Użytkownik: Rewolwer_Ocelot 30.06.2008 18:55 napisał(a):
Odpowiedź na: Wyzysk? Bezwzględna ekspl... | dot59Opiekun BiblioNETki
Do tych wszystkich "dobrodziejstw", które stawiają Barbarę na lepszej pozycji już w chwili startu (a które nie są dostępne rzeszy amerykańskiej taniej siły roboczej) należałoby dodać jeszcze fakt, że jest rodowitą Amerykanką i jest biała - co czyni Amerykanów nie tylko wyzyskiwaczami ale i rasistami.
Użytkownik: jakozak 27.05.2009 21:05 napisał(a):
Odpowiedź na: Wyzysk? Bezwzględna ekspl... | dot59Opiekun BiblioNETki
Postawiłam szóstkę.
Każdy powinien to przeczytać i pomyśleć, zamiast prawić komunały wymyślone przez klasę średnią i wysoką dla ich własnych, egoistycznych korzyści.
Użytkownik: davila 28.05.2009 00:16 napisał(a):
Odpowiedź na: Wyzysk?
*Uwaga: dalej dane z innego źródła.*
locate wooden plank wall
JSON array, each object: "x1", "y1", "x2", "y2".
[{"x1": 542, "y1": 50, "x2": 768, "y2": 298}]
Bezwzględna ekspl... | dot59Opiekun BiblioNETki
tak, z recenzji niezbicie wynika, że książka ta to "socjalistyczna propaganda". Zacznijmy od mało popularnego faktu, że USA NIE SĄ krajem kapitalistycznym, wolnorynkowym. Były nim w XIX wieku, kiedy rzesze ludzi z Europy gnały tam przez ocean w poszukiwaniu szczęścia; także w początkach XX wieku można mówić o orientacji kapitalistycznej Stanów. Lecz po Wielkim Kryzysie i długoletnim panowaniu Roosevelta Ameryka bezpowrotnie straciła swoją niewinność, o czym pisał choćby Milton Friedman, który już w latach 60-tych sprawdził, że wszystkie postulaty amerykańskiej partii komunistycznej zostały już wtedy niepostrzeżenie i po cichu wcielone w życie. Potem już było tylko gorzej, może poza krótkim epizodem pod nazwą Reagan. Więc o żadnym wolnym rynku w USA mowy dziś być nie może. Oczywiście jest go nadal więcej niż w Europie, lecz upatrywanie przyczyn takich zjawisk jak choćby aktualny kryzys w działalności wolnego rynku jest zwyczajnym anaalfabetyzmem ekonomicznym.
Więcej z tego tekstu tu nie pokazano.